L’aventure agricole d’Elodie François commence par un projet d’autonomie alimentaire, en lien notamment avec son goût pour les fruits. Mais le travail nécessaire pour faire grandir le verger et le jardin - bouturage, récolte des graines - conduit Elodie à développer une activité de pépiniériste et à s’installer comme agricultrice après l’obtention d’un BPREA. L’installation a été grandement favorisée par la démarche militante d’un kiwicultueur local qui a cédé une partie de son foncier à trois nouvelles exploitantes (une productrice de tisanes, une semencière et Elodie) et les accompagne dans ces premières années. L’ensemble forme un groupe complémentaire et uni.
Quand les insolites apprivoisent les jardiniers locaux
Elodie François attribue sa production de plants insolites à sa curiosité et sa créativité d’ancien artisan créateur. Elle trouve un même intérêt à ces plantes exotiques et aux variétés anciennes ou oubliées, souvent associées chez les producteurs qui tiennent à un mode d’exploitation paysan. Pour faire adopter ces plantes au goût différent, il faut une opération séduction : ainsi la poire-melon dont le nom présente bien l’association de saveurs est une solanacée, que l’on va ainsi pouvoir proposer à ceux qui cultivent déjà les tomates ou les aubergines.

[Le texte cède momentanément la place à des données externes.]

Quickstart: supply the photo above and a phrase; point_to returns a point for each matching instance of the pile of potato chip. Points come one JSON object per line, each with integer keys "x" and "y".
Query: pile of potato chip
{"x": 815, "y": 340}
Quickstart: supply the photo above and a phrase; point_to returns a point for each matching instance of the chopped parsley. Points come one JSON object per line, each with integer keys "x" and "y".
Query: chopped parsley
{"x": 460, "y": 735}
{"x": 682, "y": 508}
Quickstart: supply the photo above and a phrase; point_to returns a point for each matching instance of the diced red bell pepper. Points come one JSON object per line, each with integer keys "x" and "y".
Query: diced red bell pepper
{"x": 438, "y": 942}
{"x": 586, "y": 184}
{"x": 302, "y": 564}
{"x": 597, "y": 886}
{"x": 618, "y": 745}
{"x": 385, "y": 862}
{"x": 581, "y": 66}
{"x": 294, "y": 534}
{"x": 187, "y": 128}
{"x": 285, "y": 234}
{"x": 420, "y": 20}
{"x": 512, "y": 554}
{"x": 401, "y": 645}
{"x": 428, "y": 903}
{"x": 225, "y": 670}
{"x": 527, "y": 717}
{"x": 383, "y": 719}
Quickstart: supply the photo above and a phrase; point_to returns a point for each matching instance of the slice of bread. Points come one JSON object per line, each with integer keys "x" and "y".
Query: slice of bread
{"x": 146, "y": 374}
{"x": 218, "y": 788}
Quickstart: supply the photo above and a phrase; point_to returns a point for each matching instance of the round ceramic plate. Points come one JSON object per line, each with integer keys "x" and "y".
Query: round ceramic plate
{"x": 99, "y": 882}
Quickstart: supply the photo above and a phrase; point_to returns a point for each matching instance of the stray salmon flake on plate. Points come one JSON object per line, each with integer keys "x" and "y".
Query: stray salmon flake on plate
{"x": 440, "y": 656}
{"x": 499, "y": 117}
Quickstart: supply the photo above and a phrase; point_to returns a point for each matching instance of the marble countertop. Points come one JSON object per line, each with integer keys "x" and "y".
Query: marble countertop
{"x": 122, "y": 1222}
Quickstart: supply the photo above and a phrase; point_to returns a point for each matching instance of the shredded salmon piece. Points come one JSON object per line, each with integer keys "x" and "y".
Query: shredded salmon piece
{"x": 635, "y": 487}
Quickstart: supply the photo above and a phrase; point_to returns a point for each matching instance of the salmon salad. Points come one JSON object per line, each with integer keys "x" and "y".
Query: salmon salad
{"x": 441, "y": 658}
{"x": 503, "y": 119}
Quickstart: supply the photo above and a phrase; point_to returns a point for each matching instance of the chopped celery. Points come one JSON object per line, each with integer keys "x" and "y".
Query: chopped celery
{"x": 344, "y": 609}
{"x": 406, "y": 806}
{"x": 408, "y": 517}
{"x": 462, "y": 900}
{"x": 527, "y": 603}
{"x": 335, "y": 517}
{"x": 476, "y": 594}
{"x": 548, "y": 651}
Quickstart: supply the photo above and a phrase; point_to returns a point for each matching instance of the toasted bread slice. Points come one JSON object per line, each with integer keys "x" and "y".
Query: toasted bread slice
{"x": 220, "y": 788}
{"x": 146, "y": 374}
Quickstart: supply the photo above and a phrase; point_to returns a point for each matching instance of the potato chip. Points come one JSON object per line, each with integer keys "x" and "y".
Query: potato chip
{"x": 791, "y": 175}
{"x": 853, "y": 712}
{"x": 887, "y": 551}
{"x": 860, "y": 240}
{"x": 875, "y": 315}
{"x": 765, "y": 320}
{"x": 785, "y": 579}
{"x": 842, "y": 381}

Le poivre du Sichuan : une production qui ne manque pas de piquant
Présent depuis quelque temps dans les ventes des pépiniéristes, Zanthoxylum piperitum, est parfaitement adapté à nos climats, contrairement à la liane tropicale qui fournit le « vrai » poivre (Piper nigrum). Robuste, il produit des baies roses qui fournissent un poivre associant des saveurs épicées et fruitées pour qui n’a pas peur des nombreuses épines qui couvrent les branches. Mais c’est aussi ce caractère bien affirmé et défensif qui a séduit Elodie. Les récoltes qui s’annoncent cette année sont le résultat d’une longue phase de reproduction et de tests : les poivriers ont été plantés un peu partout dans le verger pour découvrir les meilleurs emplacements possibles. Dans le terroir du piment d’Espelette, pâtissier et glaciers des environs sont déjà intéressés par la production de Maathai.
Les ventes ancrent la pépinière dans le local : à la ferme, au marché de Salies-de-Béarn, dans des boutiques insolites comme un salon de thé, elles constituent un moment d’échange et de partage au-delà de l’acte commercial : Elodie François tient à discuter pour montrer son travail et propose des ateliers de poterie ou pour apprendre à multiplier les plantes, à organiser son potager.